Performance indicators related to water use
  • \text{ARIS} = \frac{\text{Annual volume of irrigation water inflow}}{\text{Annual volume of crop irrigation demand}}
  • \text{ARWS} = \frac{\text{Annual volume of total water supply}}{\text{Annual volume of crop water demand}}
  • \text{DR} = \frac{\text{Drained volume of water from irrigation}}{\text{Annual volume of irrigation water inflow}}
  • \text{CYR} = \frac{\text{Actual crop yield}}{\text{Intended crop yield}}
Performance indicators related to economics
  • \text{WP (Euros/m}^3\text{)} = \frac{\text{Annual value of agricultural production}}{\text{Annual volume of irrigation water inflow}}
  • \text{IWP (Euros/m}^3\text{)} = \frac{\text{Increase in annual value of agricultural production due to irrigation}}{\text{Annual volume of irrigation water inflow}}

Results and discussion

  • The GCIS is characterized by a low ARIS and a relatively high WP.

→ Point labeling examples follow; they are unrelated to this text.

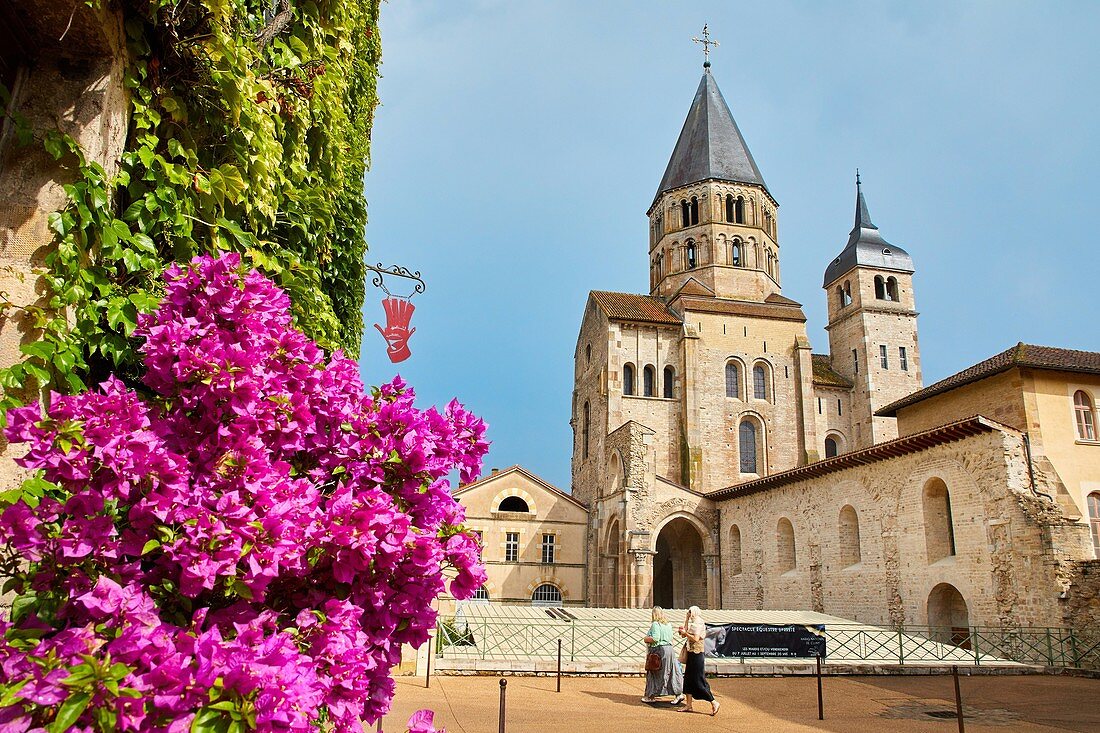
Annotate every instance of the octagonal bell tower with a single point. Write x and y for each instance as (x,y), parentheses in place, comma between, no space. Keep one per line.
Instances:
(713,219)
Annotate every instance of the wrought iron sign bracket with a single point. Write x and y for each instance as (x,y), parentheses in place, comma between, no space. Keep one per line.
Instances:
(396,271)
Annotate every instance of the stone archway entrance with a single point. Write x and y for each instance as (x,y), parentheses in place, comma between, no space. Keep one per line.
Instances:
(679,575)
(948,615)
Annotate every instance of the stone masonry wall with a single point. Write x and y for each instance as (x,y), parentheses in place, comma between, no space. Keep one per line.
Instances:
(1012,549)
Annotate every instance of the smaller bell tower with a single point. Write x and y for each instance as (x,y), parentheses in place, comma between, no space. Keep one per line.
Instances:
(872,325)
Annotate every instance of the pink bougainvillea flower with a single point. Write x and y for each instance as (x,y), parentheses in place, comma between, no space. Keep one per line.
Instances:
(254,531)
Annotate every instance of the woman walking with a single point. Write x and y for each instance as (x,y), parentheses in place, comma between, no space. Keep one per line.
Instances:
(667,678)
(695,686)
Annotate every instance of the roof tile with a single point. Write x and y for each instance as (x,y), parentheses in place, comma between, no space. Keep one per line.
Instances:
(1022,354)
(627,306)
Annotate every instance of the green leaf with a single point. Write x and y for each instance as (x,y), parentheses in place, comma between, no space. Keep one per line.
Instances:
(41,349)
(70,710)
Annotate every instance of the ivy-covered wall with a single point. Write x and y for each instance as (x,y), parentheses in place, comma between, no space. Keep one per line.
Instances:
(249,130)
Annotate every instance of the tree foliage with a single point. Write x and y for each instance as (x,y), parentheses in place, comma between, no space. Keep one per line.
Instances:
(250,126)
(244,547)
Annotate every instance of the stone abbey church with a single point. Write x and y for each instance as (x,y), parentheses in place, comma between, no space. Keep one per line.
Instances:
(718,461)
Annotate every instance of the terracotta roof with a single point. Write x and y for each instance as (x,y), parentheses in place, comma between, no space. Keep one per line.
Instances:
(781,299)
(824,373)
(910,444)
(627,306)
(749,308)
(519,469)
(1021,354)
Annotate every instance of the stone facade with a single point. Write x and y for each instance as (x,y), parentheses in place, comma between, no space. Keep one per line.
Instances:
(518,503)
(725,465)
(1004,548)
(75,86)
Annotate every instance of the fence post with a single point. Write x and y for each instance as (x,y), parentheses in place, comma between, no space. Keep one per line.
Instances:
(821,701)
(427,671)
(559,665)
(958,698)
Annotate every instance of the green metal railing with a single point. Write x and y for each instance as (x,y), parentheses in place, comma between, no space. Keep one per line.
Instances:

  • The average parcel ARIS for the whole area was always less than 1.0 (from 0.45 to 0.64).
  • ARIS values between years differed significantly depending on rainfall.

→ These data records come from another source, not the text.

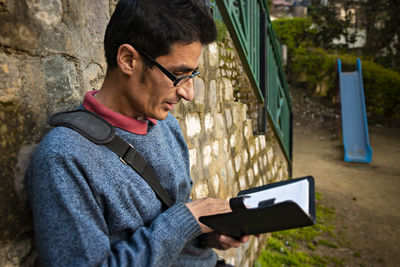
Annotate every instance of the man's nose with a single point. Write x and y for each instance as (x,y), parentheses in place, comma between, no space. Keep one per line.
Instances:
(186,90)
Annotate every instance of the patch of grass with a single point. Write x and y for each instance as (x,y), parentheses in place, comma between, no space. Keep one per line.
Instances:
(297,247)
(328,243)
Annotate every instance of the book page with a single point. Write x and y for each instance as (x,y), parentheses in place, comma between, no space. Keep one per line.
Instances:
(296,191)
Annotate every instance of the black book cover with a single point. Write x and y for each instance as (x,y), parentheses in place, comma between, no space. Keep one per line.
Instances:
(272,214)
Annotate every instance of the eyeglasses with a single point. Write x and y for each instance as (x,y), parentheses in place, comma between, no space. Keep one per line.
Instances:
(178,81)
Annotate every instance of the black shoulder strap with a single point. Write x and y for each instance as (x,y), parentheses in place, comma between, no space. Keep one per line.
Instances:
(99,131)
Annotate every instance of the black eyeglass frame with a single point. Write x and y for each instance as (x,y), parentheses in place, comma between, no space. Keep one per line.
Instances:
(177,81)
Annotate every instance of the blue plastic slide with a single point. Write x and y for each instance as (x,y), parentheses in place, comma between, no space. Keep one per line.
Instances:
(354,116)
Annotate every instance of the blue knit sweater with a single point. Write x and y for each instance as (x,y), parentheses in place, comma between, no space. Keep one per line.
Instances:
(90,209)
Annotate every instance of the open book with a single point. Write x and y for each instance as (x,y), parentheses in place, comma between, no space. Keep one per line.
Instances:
(268,208)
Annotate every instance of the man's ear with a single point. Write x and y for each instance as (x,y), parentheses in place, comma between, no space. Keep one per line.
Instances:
(127,59)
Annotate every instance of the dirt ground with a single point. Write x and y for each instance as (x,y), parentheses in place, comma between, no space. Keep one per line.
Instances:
(366,197)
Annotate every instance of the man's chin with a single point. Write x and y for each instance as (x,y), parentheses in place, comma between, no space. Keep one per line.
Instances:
(160,116)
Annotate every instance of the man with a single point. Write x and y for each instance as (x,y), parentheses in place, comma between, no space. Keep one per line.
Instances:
(89,208)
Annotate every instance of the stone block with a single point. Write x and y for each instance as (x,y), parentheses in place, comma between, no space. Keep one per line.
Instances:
(250,175)
(238,163)
(93,75)
(228,117)
(97,16)
(248,130)
(257,143)
(252,151)
(255,168)
(245,157)
(242,182)
(10,79)
(239,113)
(199,91)
(63,89)
(207,157)
(225,145)
(232,141)
(263,143)
(215,182)
(46,12)
(213,57)
(209,122)
(228,89)
(193,158)
(201,190)
(230,171)
(215,147)
(193,126)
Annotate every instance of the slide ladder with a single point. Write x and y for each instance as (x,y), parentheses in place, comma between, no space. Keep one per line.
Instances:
(354,116)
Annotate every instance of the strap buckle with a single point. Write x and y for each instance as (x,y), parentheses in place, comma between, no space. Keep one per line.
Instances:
(125,153)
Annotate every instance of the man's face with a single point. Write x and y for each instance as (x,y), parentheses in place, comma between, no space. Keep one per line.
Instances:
(155,95)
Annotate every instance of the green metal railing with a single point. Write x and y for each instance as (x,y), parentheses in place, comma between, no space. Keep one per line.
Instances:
(251,30)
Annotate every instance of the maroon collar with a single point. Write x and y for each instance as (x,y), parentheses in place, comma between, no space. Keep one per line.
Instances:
(119,120)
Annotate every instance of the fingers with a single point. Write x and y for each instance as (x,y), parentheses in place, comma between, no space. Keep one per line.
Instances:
(208,206)
(227,242)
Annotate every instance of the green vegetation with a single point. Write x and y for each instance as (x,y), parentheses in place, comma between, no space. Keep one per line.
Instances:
(314,68)
(297,247)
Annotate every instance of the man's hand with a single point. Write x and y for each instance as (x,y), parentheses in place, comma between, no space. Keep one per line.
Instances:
(208,206)
(224,242)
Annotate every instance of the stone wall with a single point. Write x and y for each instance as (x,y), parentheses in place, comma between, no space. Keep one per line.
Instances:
(51,53)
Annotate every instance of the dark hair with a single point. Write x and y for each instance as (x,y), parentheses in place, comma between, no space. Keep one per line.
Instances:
(154,25)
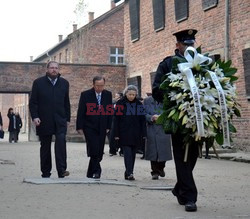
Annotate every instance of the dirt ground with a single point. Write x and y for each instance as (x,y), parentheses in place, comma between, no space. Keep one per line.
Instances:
(224,188)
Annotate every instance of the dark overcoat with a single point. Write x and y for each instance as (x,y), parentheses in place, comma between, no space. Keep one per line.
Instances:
(1,120)
(130,122)
(94,121)
(158,146)
(12,122)
(51,104)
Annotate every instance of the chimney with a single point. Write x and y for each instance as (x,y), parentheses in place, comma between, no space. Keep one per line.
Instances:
(60,38)
(91,16)
(74,27)
(112,4)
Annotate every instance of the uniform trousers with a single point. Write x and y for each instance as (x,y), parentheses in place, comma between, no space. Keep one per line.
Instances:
(60,154)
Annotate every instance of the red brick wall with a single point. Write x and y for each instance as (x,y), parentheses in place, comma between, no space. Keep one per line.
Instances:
(18,77)
(143,56)
(92,45)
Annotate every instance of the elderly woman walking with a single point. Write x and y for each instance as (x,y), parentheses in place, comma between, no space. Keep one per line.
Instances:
(130,127)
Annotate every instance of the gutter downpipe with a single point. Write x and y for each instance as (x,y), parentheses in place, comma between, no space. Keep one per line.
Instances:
(227,19)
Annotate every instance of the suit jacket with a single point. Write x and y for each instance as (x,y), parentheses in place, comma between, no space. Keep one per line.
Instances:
(93,121)
(158,147)
(1,121)
(88,116)
(12,122)
(51,104)
(130,122)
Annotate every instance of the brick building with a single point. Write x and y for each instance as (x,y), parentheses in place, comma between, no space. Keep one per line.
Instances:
(98,42)
(223,30)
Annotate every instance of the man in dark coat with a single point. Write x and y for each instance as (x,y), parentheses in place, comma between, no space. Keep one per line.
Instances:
(94,121)
(158,147)
(185,189)
(50,111)
(12,125)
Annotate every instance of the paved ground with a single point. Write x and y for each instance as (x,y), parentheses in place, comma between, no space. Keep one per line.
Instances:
(224,188)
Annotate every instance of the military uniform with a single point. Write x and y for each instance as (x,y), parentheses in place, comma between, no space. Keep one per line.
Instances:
(185,189)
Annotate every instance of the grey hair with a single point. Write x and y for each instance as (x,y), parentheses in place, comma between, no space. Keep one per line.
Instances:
(130,87)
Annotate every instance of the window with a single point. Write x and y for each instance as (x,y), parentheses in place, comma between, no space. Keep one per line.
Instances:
(136,81)
(181,10)
(246,64)
(159,14)
(134,14)
(116,56)
(60,57)
(207,4)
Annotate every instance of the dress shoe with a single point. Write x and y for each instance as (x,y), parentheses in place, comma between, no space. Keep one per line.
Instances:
(96,176)
(179,199)
(131,177)
(155,177)
(190,206)
(161,173)
(65,173)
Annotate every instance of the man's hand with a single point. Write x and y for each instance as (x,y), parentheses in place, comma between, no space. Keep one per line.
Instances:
(80,131)
(37,121)
(154,118)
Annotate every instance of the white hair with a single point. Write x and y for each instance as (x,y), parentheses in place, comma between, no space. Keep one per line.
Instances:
(130,87)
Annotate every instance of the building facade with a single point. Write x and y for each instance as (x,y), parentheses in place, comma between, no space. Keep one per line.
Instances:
(223,30)
(98,42)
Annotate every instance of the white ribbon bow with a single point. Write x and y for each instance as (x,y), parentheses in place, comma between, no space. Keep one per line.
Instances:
(185,68)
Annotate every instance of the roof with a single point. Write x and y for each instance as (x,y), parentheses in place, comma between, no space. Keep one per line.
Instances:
(66,41)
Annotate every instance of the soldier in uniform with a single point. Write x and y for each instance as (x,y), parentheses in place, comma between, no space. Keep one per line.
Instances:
(185,189)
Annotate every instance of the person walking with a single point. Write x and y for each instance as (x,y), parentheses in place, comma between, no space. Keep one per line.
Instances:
(94,117)
(49,107)
(113,147)
(185,189)
(12,126)
(130,127)
(158,146)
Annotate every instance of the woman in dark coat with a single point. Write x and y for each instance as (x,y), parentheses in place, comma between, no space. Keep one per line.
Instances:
(12,126)
(158,147)
(19,124)
(130,127)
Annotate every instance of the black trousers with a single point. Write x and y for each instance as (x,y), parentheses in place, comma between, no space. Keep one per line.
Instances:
(60,154)
(185,187)
(157,167)
(129,153)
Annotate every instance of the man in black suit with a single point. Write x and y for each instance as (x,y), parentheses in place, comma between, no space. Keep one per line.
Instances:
(185,189)
(50,111)
(94,121)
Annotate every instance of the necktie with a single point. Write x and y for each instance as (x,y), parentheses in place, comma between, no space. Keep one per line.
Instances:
(99,99)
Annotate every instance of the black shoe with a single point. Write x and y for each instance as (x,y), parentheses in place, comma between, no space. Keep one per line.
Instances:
(155,177)
(161,173)
(65,173)
(190,206)
(46,175)
(131,177)
(179,199)
(96,176)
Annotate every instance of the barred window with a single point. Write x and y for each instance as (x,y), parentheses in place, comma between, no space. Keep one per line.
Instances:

  • Standard deviations of the parcel ARIS values were quite large.
  • ARIS average values published for different irrigation areas around the world are generally higher than those presented.
  • The ARWS and the CYR showed similar behavior because both indexes were correlated.

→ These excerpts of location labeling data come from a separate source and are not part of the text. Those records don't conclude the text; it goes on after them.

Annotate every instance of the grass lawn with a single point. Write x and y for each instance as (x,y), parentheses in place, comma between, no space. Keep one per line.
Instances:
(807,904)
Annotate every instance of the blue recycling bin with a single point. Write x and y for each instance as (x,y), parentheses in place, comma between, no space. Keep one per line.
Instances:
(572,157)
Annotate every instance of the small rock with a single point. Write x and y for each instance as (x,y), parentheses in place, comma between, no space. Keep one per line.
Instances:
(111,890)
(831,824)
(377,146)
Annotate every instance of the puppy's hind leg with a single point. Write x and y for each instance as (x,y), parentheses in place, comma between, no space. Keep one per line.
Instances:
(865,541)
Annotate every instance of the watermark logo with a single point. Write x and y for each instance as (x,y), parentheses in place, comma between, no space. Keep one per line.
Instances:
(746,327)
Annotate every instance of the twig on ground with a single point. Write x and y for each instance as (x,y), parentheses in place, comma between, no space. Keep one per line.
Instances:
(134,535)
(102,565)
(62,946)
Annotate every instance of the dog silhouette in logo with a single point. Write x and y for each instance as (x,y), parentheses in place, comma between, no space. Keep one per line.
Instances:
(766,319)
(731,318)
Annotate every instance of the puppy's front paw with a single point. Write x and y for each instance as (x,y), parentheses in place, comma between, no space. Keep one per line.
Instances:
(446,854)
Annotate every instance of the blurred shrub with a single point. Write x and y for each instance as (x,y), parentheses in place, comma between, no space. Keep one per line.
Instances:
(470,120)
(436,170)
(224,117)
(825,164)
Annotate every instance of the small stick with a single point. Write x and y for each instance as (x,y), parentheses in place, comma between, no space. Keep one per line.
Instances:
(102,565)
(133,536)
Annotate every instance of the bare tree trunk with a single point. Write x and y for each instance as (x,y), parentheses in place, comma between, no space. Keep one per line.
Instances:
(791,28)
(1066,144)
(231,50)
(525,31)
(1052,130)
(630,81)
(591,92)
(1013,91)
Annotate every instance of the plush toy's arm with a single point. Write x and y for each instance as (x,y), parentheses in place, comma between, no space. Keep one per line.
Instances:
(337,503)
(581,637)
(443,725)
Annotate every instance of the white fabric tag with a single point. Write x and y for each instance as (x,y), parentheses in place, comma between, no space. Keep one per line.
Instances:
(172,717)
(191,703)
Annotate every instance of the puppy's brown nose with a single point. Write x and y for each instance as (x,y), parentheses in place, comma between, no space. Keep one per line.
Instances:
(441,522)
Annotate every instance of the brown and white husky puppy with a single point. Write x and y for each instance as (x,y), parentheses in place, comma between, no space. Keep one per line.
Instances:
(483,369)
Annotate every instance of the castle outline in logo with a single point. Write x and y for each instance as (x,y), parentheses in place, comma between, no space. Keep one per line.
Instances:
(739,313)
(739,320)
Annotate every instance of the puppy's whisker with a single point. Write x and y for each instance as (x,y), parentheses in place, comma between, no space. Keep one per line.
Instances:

  • Average values for the four irrigation seasons showed less variation than did ARIS.
  • ARWS varied from 0.72 to 0.87.
  • CYR varied from 0.72 to 0.83.
  • The DR index varied very little in the four irrigation seasons.
  • WP was influenced by weather conditions and by irrigation management.
  • Average WP values varied from 1.99 e/m3 to 0.72 e/m3.
  • The lowest WP value corresponded to the year of lowest rainfall.
  • IWP varied less and was highest in the dry year.
  • The high WP of the GCIS is probably due to the presence of high WP crops and the low water consumption in the GCIS.
  • IWP did not show important variations between the 4 years.
  • For all performance indicators studied, the variability among fields was substantial.

Conclusions

  • The traditional cliche´ of a wasteful use of water for irrigation clearly does not apply to the GCIS.
  • The scheme is in a deficit-irrigation situation, as shown by the average ARIS value.
  • The conjunctive use of rainfall and irrigation makes efficient use of the total water available.
  • Yields are not limited by the deficit irrigation.
  • The estimated average CYR varies from 0.72 to 0.83 and is lowest in the driest season.
  • The relatively high water productivity found in the GCIS is due to a combination of deficit irrigation.